Wednesday, October 5, 2016

October 5, 2016 World Cerebral Palsy Day - Challenges of Feeding




There are 17 million people around the world with cerebral palsy.  A further 350 million people are closely connected to a child or adult with CP.


“Many children with CP have eating and drinking difficulties. These range from relatively minor difficulties in coordination of oral movements causing eating to be slow and with excessive spillage, to severe incoordination of the swallowing mechanism, causing ill health and even life threatening conditions. Mealtimes may stretch up to 15 times longer than for other children…and even despite this lengthy eating time, the children often do not receive adequate nourishment. Bax (1989) found that 20 per cent of the children with CP in his study were severely underweight or badly nourished due to eating and drinking problems. This represented half the children who had eating and drinking problems.”


Eating and Drinking: Children with Cerebral Palsy


Challenges of Feeding


As a parent of a child with disabilities and a Registered Dietitian my goals are to provide Jake as many tools and resources to allow for maximum independence; while providing nourishing meals. Through mistakes, observations, experiences and the help of very wise health professionals we adapted our environment to achieve these goals.

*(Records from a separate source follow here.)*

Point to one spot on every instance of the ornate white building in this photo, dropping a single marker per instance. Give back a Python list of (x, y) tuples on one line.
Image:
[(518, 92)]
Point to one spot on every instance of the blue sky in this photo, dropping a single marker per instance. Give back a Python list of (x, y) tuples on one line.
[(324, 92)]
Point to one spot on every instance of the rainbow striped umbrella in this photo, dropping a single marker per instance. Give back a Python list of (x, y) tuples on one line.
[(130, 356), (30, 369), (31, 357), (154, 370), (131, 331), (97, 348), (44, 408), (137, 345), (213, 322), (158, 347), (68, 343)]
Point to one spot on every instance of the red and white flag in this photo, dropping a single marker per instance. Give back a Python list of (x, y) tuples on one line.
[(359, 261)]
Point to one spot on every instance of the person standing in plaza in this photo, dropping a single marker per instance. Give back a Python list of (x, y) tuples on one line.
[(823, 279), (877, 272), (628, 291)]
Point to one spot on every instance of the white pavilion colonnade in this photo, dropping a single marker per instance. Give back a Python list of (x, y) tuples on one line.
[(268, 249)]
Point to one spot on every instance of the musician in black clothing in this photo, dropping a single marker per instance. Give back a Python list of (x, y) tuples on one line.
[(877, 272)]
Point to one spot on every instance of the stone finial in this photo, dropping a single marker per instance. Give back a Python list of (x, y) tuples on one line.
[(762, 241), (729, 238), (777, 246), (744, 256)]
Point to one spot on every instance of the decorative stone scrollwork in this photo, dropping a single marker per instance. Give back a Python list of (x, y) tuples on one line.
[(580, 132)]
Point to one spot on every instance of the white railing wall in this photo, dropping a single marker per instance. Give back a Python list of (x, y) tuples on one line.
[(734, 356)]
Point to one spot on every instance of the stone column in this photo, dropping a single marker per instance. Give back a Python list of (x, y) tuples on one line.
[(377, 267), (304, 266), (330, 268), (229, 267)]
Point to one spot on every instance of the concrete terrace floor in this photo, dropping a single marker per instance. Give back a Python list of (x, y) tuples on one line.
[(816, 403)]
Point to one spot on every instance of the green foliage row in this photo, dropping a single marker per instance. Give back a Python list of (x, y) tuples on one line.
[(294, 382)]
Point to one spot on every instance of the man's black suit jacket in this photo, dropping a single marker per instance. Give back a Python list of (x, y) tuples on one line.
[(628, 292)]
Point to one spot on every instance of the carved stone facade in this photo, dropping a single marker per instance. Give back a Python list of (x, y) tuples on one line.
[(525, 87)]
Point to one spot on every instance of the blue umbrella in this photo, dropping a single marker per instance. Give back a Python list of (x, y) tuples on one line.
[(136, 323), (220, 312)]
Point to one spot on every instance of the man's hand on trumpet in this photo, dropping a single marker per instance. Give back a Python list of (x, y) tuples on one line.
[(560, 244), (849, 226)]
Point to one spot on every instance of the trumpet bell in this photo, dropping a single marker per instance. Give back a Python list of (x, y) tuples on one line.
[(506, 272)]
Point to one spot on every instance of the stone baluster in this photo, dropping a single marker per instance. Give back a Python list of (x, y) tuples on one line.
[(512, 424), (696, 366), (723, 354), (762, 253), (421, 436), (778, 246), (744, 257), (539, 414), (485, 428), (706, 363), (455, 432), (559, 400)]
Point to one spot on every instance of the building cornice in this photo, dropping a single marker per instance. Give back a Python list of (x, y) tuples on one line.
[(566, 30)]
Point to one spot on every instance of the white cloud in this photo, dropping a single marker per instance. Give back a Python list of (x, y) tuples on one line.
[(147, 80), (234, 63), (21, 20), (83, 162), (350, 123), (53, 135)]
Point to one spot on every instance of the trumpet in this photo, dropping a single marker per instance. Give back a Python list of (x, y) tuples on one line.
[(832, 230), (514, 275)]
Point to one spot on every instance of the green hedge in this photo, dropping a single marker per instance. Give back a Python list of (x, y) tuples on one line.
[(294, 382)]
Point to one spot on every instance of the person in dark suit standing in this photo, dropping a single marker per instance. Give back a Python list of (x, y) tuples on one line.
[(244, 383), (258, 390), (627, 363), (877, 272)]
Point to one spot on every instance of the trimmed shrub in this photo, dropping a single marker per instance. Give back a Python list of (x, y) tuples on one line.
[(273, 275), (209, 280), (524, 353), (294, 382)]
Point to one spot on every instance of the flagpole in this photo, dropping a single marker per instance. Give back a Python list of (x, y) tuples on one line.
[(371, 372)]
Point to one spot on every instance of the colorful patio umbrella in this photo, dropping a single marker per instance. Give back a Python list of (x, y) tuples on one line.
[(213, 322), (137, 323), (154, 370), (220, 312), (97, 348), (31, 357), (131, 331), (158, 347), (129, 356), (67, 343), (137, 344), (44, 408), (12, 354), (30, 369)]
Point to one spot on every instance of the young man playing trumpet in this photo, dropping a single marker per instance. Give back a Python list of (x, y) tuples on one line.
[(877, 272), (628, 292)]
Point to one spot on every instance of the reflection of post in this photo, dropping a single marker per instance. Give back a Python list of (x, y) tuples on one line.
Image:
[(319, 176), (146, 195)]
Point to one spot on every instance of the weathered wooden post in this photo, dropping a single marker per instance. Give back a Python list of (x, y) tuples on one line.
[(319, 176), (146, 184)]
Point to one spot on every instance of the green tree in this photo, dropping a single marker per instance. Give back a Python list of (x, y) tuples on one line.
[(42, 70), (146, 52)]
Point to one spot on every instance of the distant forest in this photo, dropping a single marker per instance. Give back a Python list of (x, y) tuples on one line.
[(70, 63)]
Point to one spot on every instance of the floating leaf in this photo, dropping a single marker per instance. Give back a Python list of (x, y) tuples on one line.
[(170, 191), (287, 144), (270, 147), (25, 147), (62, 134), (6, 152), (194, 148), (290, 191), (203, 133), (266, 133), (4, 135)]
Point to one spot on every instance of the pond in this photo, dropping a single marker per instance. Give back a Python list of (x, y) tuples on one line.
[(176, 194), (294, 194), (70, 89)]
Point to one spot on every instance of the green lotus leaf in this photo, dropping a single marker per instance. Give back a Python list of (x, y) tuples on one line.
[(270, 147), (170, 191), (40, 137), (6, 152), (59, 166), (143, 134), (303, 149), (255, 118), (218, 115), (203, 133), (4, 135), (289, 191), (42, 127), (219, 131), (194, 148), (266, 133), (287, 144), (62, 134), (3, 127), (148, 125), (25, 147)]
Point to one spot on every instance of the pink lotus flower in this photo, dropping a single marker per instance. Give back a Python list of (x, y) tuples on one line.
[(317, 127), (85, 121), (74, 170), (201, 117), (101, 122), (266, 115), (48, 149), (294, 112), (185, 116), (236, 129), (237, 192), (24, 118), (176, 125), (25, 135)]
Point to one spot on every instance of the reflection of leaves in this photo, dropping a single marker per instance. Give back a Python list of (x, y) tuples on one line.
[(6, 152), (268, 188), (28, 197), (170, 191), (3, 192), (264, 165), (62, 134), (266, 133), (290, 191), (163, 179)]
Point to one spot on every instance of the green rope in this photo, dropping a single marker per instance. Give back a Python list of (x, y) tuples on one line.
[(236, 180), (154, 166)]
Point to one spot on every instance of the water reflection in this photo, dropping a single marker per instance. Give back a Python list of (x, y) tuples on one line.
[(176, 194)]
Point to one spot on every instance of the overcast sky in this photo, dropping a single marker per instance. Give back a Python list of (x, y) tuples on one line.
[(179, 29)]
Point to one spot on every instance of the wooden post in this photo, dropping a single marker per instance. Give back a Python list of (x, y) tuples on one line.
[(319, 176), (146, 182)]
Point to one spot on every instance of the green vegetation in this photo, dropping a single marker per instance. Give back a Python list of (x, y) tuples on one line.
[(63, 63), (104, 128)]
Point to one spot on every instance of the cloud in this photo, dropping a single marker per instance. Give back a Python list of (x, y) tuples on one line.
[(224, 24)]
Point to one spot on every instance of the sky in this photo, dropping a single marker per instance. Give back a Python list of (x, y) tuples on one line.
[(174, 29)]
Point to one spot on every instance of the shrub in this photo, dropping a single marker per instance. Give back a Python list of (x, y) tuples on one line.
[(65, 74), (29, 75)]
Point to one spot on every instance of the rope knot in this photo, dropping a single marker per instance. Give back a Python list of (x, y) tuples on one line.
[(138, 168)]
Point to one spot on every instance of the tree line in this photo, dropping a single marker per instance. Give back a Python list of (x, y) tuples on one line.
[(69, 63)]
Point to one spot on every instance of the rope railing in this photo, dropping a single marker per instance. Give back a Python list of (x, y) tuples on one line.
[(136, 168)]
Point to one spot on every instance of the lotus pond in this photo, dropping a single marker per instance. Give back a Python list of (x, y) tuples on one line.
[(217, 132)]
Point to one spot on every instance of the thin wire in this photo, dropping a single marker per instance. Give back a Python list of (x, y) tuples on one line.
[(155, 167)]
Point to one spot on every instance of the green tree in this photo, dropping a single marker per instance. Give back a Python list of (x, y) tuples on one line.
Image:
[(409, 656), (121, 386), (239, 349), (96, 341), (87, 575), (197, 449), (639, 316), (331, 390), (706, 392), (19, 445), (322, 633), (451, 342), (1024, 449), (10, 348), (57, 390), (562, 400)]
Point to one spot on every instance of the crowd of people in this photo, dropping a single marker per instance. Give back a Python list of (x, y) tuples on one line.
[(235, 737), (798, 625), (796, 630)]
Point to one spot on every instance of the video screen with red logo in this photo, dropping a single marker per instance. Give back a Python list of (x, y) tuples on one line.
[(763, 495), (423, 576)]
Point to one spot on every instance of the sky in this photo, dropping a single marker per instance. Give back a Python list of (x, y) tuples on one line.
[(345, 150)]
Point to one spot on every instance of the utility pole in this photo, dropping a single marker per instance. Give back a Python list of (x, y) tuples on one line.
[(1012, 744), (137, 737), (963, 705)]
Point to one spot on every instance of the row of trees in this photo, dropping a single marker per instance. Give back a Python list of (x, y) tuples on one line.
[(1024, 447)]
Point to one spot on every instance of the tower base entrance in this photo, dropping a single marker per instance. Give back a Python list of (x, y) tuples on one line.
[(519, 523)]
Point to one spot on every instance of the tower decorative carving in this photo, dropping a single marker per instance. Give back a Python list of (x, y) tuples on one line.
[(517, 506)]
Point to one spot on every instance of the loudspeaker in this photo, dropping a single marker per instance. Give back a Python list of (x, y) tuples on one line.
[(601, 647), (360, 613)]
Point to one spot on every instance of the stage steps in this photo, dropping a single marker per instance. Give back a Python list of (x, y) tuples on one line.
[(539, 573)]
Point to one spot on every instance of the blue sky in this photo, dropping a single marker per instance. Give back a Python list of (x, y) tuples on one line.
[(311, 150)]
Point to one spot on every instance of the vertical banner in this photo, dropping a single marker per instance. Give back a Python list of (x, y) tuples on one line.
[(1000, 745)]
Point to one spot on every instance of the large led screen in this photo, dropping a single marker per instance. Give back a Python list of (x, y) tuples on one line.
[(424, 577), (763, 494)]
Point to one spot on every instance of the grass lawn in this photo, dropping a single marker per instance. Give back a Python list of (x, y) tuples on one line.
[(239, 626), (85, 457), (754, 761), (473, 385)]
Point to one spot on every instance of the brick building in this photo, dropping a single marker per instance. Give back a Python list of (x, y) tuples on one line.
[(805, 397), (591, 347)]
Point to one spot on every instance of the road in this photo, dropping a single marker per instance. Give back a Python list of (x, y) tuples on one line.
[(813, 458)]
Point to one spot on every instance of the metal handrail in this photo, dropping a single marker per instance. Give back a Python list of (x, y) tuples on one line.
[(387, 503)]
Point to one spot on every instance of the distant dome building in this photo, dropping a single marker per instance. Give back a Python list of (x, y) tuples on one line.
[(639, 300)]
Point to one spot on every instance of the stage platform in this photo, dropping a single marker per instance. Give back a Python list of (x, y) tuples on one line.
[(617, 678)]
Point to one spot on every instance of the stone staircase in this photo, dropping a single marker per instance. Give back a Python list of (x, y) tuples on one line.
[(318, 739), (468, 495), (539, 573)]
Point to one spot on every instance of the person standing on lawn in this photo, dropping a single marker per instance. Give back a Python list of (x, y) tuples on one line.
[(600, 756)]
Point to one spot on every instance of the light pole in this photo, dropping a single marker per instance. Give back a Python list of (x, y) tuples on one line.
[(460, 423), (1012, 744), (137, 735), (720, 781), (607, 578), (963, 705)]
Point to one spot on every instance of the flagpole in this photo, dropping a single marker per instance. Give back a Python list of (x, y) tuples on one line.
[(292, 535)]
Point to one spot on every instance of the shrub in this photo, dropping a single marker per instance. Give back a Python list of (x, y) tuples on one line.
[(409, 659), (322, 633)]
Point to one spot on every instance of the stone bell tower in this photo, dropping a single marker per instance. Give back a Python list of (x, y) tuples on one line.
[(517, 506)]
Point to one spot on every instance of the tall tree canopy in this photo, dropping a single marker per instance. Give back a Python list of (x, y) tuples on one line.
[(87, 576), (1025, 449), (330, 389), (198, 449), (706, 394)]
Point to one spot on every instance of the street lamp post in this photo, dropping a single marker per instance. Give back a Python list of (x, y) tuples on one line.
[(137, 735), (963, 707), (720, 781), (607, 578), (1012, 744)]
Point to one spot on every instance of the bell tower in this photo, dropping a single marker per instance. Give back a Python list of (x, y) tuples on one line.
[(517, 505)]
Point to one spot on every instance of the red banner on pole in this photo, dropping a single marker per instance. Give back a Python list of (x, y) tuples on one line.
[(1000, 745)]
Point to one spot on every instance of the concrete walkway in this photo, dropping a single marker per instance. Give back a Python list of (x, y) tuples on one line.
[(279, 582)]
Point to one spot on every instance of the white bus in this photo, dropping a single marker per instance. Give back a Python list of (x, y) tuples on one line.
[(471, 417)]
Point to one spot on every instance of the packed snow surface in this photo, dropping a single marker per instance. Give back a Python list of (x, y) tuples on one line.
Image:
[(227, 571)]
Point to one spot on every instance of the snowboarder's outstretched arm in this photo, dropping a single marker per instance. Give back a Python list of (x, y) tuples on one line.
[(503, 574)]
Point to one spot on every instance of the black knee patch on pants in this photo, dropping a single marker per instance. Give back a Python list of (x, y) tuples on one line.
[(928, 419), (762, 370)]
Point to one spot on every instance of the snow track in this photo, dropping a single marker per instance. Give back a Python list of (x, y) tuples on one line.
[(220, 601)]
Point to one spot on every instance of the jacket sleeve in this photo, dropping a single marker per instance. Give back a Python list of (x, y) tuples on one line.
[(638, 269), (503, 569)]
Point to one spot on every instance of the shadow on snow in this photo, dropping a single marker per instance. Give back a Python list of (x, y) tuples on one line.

Lately, I've noticed the goals need to be revised as Jake gets older.


1. Utensils were not used in our home for a long time, except when we had guests over. Jake and I ate a lot of finger foods. It was difficult for Jake to hold the utensils. As I watched Jake get older, I noticed his muscles getting tighter. He now asks for help in feeding – most of the time.

2. For drinking, we use a weighted cup base, this is to prevent spills. We would place a cup inside with a flexi straw and Jake would be able to drink on his own and whenever he would like. Lately, I've noticed a lot more spills.

3. Jake loves to dine out and have dinner parties. I never had to worry about getting him to try new foods. Jake is a culinary explorer.

4. I love his understanding of food and nutrition. Jake has a wonderful sense of taste, as he combines different flavors. He creates meals based on colors, designs, and nutrition.



Living with Cerebral Palsy
This is my son, Jake Frank. He has overcome numerous challenges. It is his wish to share with others, even though he has CP he has the ability to talk, think, and feel. When you meet him don't ask me if he can talk; talk directly to him.